Langs de smokende kerels lopen figuren met onleesbare naambordjes: personeel. Een goedlachs meisje met zo’n naambordje doet activiteiten met de kleinsten. Goed voor haar talenknobbel, merk ik op. “Heel goed,” antwoordt ze in onvervalst Vlaams. Een vriendelijke man in overhemd en spijkerbroek speelt met zijn zoontje. Met stoepkrijt. Ik vraag hoe het gaat. Er ontspint zich een welwillende conversatie in gebrekkig improvisatie-Engels. Hij komt uit Syrië, maar welk deel wordt me niet duidelijk. Hij steekt doorlopend sigaretten aan en lacht bedeesd als hij praat. Plotseling sprint hij achter zijn zoontje aan, die op een plastic speelgoedauto de Polderweg wil oversteken. Ook hier is gevaar dichtbij.

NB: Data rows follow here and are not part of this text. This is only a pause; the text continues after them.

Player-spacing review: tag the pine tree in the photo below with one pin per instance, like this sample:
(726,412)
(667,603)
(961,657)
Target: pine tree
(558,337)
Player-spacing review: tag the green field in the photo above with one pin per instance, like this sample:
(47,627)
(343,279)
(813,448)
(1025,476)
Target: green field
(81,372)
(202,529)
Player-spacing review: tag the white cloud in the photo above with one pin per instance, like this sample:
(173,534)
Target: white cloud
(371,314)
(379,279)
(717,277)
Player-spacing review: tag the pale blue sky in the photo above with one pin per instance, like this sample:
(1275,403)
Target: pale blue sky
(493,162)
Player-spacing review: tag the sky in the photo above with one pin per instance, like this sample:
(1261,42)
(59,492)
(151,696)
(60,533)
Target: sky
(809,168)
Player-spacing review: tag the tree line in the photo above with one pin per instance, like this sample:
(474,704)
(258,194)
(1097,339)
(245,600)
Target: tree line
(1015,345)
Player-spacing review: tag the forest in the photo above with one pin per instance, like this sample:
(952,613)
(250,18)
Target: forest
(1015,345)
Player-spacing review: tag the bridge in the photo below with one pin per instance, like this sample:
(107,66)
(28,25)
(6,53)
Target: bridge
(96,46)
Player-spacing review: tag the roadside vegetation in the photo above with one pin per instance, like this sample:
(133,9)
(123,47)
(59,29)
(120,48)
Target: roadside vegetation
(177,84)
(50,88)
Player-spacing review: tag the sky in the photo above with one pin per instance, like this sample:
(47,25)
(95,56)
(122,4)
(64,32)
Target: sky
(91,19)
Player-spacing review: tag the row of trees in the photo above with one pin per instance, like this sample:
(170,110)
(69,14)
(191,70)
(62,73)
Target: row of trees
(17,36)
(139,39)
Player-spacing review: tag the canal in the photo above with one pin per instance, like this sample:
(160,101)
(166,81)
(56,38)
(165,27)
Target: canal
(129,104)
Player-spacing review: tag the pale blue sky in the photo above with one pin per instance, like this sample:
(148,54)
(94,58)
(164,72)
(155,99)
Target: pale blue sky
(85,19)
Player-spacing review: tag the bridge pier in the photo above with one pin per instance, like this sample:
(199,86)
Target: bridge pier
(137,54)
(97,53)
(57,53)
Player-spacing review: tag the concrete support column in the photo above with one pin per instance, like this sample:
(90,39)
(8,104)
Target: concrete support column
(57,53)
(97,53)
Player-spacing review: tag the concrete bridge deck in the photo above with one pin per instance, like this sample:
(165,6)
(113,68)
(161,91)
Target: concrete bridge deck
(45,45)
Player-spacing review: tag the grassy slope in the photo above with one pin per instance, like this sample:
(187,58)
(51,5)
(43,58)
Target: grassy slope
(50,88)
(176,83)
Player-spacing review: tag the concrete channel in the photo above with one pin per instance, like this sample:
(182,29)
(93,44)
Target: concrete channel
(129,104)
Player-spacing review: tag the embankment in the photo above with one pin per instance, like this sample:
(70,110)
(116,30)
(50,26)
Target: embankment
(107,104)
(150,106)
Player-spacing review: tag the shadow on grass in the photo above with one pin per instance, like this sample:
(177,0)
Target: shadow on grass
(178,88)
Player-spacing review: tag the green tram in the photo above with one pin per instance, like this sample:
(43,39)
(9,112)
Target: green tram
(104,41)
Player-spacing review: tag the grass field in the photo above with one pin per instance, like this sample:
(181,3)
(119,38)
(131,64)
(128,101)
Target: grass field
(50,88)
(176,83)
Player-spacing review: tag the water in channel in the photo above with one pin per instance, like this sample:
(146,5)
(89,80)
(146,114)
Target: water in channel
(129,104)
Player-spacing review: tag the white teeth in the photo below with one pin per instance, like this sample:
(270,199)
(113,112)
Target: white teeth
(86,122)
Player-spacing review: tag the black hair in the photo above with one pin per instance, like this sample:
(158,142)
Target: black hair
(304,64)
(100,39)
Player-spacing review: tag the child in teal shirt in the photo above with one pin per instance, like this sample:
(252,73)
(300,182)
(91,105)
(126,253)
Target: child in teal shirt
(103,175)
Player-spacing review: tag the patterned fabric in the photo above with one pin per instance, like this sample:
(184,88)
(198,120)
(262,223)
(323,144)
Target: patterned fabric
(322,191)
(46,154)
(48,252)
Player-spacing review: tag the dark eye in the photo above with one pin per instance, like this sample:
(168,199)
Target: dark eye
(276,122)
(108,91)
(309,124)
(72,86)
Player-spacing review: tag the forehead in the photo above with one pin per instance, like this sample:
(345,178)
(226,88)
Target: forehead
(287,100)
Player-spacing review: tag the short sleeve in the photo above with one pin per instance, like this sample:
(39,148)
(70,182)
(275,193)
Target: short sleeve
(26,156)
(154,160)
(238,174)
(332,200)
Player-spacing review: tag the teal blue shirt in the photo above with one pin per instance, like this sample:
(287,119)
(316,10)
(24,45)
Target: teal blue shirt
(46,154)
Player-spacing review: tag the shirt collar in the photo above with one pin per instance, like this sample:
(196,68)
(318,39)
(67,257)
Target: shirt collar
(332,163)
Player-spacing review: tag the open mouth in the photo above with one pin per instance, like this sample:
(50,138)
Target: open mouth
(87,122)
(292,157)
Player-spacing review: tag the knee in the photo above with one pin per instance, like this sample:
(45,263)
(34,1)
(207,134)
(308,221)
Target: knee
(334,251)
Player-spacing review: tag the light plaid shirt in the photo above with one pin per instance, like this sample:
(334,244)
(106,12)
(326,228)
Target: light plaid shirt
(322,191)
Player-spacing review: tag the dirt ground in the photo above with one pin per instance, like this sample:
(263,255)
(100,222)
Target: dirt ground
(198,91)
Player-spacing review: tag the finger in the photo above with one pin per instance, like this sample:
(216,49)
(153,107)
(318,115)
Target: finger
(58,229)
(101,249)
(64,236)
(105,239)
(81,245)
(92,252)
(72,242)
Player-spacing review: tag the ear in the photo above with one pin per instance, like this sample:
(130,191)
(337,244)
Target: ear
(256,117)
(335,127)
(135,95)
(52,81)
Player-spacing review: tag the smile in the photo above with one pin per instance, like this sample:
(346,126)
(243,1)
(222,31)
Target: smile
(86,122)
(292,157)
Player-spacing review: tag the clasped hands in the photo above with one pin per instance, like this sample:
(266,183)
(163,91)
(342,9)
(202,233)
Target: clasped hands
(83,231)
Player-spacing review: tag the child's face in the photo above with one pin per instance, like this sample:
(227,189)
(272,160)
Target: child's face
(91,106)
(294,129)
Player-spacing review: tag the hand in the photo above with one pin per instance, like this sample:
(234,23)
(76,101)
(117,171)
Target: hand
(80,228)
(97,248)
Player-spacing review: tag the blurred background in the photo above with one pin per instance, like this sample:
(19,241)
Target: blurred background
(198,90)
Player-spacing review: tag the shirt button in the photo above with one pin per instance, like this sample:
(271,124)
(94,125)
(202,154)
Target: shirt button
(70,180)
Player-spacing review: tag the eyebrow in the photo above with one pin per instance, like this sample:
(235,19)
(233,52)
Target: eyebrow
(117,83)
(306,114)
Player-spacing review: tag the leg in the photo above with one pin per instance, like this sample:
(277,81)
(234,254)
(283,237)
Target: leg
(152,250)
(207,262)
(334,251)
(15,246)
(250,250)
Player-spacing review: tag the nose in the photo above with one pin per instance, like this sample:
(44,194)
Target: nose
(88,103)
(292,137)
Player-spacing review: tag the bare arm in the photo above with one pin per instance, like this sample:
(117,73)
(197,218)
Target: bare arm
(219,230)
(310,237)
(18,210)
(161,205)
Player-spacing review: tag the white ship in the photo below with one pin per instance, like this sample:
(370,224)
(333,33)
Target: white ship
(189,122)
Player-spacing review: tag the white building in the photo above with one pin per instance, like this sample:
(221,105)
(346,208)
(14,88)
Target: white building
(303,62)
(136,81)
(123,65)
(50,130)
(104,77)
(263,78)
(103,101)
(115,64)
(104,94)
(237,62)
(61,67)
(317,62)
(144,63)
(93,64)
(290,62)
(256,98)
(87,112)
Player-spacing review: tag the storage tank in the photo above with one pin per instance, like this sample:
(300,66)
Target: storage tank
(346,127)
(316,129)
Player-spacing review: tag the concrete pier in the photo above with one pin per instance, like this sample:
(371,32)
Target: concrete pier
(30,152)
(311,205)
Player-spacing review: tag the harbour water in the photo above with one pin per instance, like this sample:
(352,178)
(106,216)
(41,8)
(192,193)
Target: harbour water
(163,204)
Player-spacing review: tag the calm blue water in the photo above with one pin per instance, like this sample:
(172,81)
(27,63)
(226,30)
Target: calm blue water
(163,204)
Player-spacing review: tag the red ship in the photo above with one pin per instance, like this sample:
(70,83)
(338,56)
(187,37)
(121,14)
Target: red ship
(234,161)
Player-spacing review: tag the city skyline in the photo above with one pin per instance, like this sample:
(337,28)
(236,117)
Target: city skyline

Wil hij in Nederland blijven? “One week Allemagne. No good. Holland good, yes. Holland good.” Heeft hij zijn familie nog? Hij wijst naar een vrouw met hoofddoek en een huppelend kleutermeisje. Een minzame glimlach verovert zijn verlegen gelaat. Zijn werk? “Chief,” lijkt hij te zeggen, maar misschien versta ik het niet goed. Julia kijkt onderzoekend naar haar tweejarige Syrische vriendje, maar geeft hem op mijn voorstel een overtuigende high five. Seconden later hollen Julia en haar kameraad lachend achter diens zus aan, die met een ballon voor hen uit rent. Hun vader verwacht binnenkort te vertrekken, maar weet niet waarheen. Ter Apel zegt hem niets. Waarom zou het ook. Ze gaan per “policebus”, zegt hij. Morgen. “Insjallah.” Hoeveel ellende er ook is, hoop kleurt de toekomst. Zeker zolang je je familie nog hebt.